La subasta que se inicia hoy de unos 20.000 objetos de la casa real de Hannover ha desencadenado una guerra fratricida entre el príncipe Heinrich, el hermano menor, de 48 años, y el príncipe Ernst August, de 51, el jefe de los güelfos y esposo de la princesa Carolina de Mónaco.

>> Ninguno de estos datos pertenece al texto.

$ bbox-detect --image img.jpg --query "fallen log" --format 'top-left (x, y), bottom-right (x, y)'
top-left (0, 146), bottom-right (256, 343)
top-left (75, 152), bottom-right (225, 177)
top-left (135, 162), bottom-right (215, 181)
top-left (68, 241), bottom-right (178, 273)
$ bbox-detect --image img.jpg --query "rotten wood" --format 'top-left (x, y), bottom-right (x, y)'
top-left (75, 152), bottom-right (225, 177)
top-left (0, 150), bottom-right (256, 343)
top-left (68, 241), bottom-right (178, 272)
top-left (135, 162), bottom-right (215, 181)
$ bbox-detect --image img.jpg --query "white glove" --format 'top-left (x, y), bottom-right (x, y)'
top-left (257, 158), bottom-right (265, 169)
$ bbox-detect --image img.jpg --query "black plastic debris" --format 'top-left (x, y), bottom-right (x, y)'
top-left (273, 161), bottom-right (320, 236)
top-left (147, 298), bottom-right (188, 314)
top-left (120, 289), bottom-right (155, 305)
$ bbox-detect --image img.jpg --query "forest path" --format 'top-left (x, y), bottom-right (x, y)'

La subasta de la quincalla acumulada durante siglos en las posesiones de los Hannover responde a una idea de los hijos de Ernst August. La recaudación por la venta de los productos, que se exhiben en 130 habitaciones del palacio de Marienburg, cerca de la ciudad de Hannover y se subastarán durante 10 días, -se calcula una cifra cercana a los 12 millones- se destinará al mantenimiento de los edificios familiares. Ya antes de iniciarse la subasta surgió el primer conflicto con las autoridades. La policía criminal del Estado federado de la Baja Sajonia se incautó de 37 armas históricas, 27 pistolas y 10 escopetas, que datan del año 1870, se encuentran en perfecto estado y en condiciones de cumplir sus funciones de matar. Pero sin licencia de armas. De ahí la requisa de estas armas valoradas en unos cientos de miles de euros.

No acabaron ahí los conflictos. El menor de los güelfos, Heinrich, atacó en la televisión a su hermano y jefe de la casa, Ernst August, por lo que calificó de "liquidación total". "Mi hermano no ha entendido la tradición familiar. Él querría dar un golpe radical para luego darse la gran vida en el extranjero. Esto es una comedia propia de un teatrucho de provincias", comentó Heinrich. No vaciló el príncipe en mencionar por su nombre los males que aquejan al jefe güelfo: "Por culpa del alcohol, mi hermano ha caído bajo la influencia de marchantes de arte aduladores. Se creen en el deber de asesorarle para fundirlo todo. Son ventosas que se han pegado al jefe de nuestra familia, le chupan todo y él no se da cuenta".